A parte boa disso é que ela nos ajudou a evoluir enquanto espécie e nos protegeu em épocas que não se sabia muita coisa sobre remédios e ciência.
A má notícia é que, falando em cloroquina (ou hidroxicloroquina), ela pode melhorar seu bem-estar pelo "efeito placebo", mas não vai reduzir sua chance de ir parar no hospital ou te ajudar a curar-se do vírus (e lembre que ainda há são muitos os efeitos colaterais possíveis). Aliás, nenhum "placebo" vai te curar de doença ou agente externo que necessite de sua resposta imunológica.
O efeito placebo e o cérebro
Natália Pasternak, microbiologista e presidente do Instituto Questão de Ciência, explica que toda medicação traz consigo um efeito placebo que, na verdade, está ligado ao condicionamento humano.
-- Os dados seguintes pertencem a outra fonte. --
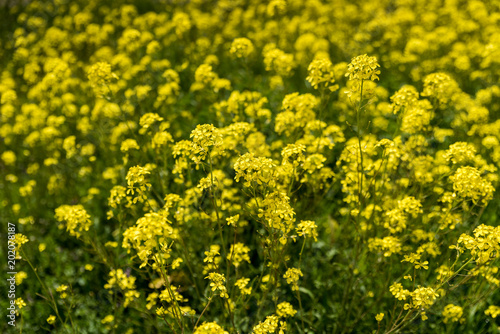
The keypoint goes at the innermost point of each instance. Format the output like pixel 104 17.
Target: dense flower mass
pixel 224 167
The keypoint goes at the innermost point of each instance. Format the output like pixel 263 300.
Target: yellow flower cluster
pixel 468 184
pixel 452 313
pixel 196 142
pixel 76 219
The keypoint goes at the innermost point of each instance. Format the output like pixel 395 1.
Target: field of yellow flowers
pixel 237 166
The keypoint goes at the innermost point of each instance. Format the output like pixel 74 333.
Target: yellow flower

"No caso da cloroquina, ela se encaixa no efeito placebo da resolução espontânea da doença. A covid-19 tem um quadro em que 90% das pessoas vão se curar pela resposta delas próprias, e aí a pessoa pode atribuir a ela, ao chazinho, aos três pulinhos", afirma.
Ela faz uma comparação com a homeopatia. "A gente tem uma brincadeira, na medicina, em que dizemos que uma gripe passa em uma semana. Mas se tomar remédio homeopático passa em sete dias."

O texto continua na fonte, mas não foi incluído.